Klemic’s road to the NFL, along with that career-ending injury, is what helped him and inspired him in the business world.
“The whole thing with me was always ‘surprises’. It surprised everyone, but it didn’t really surprise me,” he said. “I always looked across at everyone and said ‘What can they do that I can’t do?’ My key was I was going to work harder, and I’ll get an edge from that. If I work harder and I’m faster, maybe I didn’t go to Florida State, or somewhere like that, but we’re going to show up at the same place and have to impress these coaches. It all evens out when you get there.”
And the injury, while difficult for any athlete to accept, gave Klemic the idea for his latest business.
“The recovery process was a soul searching process,” he said. “I was always an anomaly because I was the white guy who ran fast, that was always attached to me. I was doing what everyone told me to do. Ice, no heat, acupuncture, don’t ice, hydrotherapy, there were so many different things and I did them all. It became counter-intuitive.
“I vowed that someday if I could ever meet the right guys I would put together a business where we do the sports performance that I do, with the orthopedic and the physical therapists and athletic trainers and we would all be on the same page.”
Welcome to The Energy Lab.
“There’s nothing that has the capabilities like this,” Klemic said. “When I broke my leg, I’m trying to recover to get back on the field and I need strong communication between my doctor, the physical therapist, athletic trainer, my coaches. This was an NFL team and there was little communication between everyone.”
So, with his team of physicians, and the knowledge he picked up working out at the Chip Smith Performance Systems in Atlanta, Klemic’s business took off.
“In physical therapy, you never get back to 100 percent, you might get back to 80,” Klemic said. “And if you’re not an athlete that’s fine.
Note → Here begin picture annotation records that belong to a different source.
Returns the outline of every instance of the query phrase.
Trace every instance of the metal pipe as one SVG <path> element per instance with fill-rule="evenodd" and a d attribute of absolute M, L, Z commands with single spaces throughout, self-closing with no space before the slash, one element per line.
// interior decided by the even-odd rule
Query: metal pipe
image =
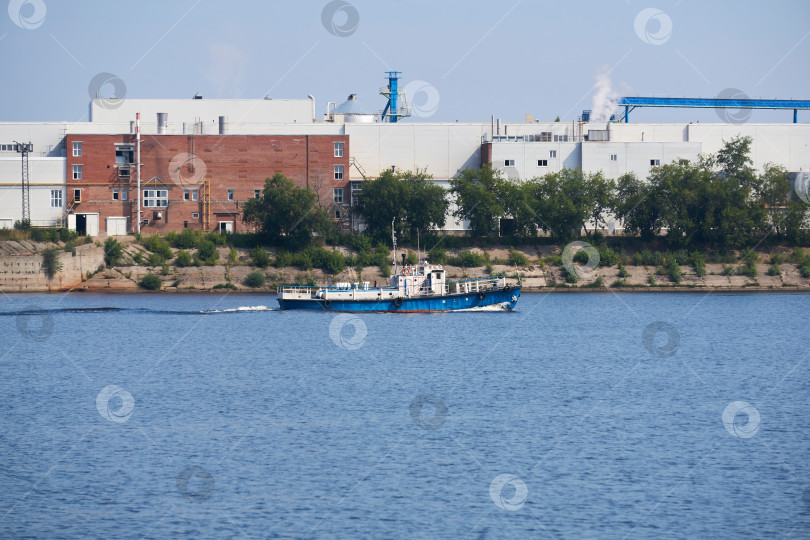
<path fill-rule="evenodd" d="M 135 140 L 137 141 L 138 150 L 138 194 L 135 201 L 138 204 L 138 233 L 141 232 L 141 113 L 135 113 Z"/>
At The Energy Lab, we get you back to 100 percent.”
And he’s still helping young athletes run faster.
“There’s a formula that we used at the Combine to decrease ground time and increase stride length and frequency,” Klemic said. “If they do it at the Combine why not use it everywhere?
“Within a 3-month period, if a kid runs a 4.5 if he did what we told him, he can drop a tenth of a second, to a 4.4.”
Klemic and his team aren’t just making kids faster, which is interesting enough, he’s changing the way the game has been played.
“I know this is the future of how medicine is run and how sports performance is going to be run,” he said. “I really put all my time and energy into the lab, because it’s the way of the future.
“We’re in that world now. When we first started 17 years ago, it was only the crazy parent or the pro athlete who did sports performance enhancement. Now you’re crazy if you don’t do it.”